AD: This film has been a serious award contender all year, including your editing. What has that experience been like for you?
Peter Sciberras: It’s something I’ve had to get used to. It’s weird as an editor because even if you work on a film that people like you’re not necessarily a focus, which is a very comfortable place to be as an editor, at least this editor. I am used to talking with directors so communicating edit choices to people outside of the process is really a new thing for me. It was actually quite daunting at the start, but it has been a really lovely process for me to relive the film in a sense and identify and study my own work. The decisions that we made, there’s been something enriching about doing that. Plus it is nice to be appreciated.
AD: What got you interested in being an editor?

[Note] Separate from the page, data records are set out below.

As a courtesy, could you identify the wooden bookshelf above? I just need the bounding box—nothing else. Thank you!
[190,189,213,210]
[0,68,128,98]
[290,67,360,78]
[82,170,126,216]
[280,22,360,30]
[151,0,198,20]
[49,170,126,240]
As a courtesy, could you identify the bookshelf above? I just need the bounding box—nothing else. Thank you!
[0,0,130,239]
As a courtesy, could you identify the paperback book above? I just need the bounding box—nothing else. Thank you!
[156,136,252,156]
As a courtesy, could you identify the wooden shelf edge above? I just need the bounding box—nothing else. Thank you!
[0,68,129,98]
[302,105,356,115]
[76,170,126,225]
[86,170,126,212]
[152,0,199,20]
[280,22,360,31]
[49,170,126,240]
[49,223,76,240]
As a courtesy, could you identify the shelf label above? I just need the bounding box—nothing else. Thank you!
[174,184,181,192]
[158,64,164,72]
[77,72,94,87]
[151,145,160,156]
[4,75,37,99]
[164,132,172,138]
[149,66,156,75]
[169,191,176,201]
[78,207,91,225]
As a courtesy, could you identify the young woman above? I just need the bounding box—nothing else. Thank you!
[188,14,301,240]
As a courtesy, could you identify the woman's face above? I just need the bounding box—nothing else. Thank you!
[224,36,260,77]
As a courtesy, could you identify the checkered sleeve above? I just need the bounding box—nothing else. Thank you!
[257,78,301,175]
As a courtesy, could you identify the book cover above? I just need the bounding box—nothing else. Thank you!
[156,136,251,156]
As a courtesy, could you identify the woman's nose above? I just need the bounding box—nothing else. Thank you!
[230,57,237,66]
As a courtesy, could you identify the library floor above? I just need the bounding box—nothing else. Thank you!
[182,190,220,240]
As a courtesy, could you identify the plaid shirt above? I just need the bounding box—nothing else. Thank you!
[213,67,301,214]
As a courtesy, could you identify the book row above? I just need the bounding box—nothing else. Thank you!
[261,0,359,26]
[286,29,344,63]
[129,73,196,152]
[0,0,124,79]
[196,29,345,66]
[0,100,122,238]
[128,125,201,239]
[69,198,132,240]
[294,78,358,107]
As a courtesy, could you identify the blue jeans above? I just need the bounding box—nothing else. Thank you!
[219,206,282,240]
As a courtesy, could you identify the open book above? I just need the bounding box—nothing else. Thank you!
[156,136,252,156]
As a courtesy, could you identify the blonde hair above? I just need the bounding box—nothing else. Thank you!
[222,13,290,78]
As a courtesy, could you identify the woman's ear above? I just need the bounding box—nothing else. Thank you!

Peter Sciberras: I always knew I wanted to work in film. I’m the son of two Maltese people who moved to Australia so I’m a first-generation Australian and I grew up in an area that wasn’t very creative, a very blue-collar neighborhood. Doing anything creative kind of seems like a crazy thing to do, so I was trying to figure out what to do and film was always my passion, since I was a kid. In figuring out what I wanted to do I got a marketing degree and worked in advertising for a small amount of time. I studied illustration, and I thought the art department would be somewhere I would end up because I was into drawing and design. But I always loved the editing section of the behind-the-scenes on DVDs listening to all the post departments parts.
I was living with a good friend who has made music videos and I tried editing when he couldn’t find an editor for one of his music videos. Then the next day I started calling all the editors I could find in Melbourne and started interning straight away. I stopped all my other retail jobs and just did editing full-time from that day on and I haven’t done anything else since. I just instantly loved it the second I did it. Okay, I was like, this is perfect, this is everything that kind of suits me. It’s a collaboration and you can get really incredibly deep in a way that on set there’s a time pressure, and there is a time pressure in the edit but it feels (occasionally you don’t have enough time) so luxurious to really figure things out. Which I feel like on set you need to do right away when there is a problem. Just spending time with the director in that safe environment one on one for weeks and weeks and weeks and weeks and really getting the bond and figuring out the story is my favorite thing in the world to do.
The Power of the Dog streams exclusively on Netflix.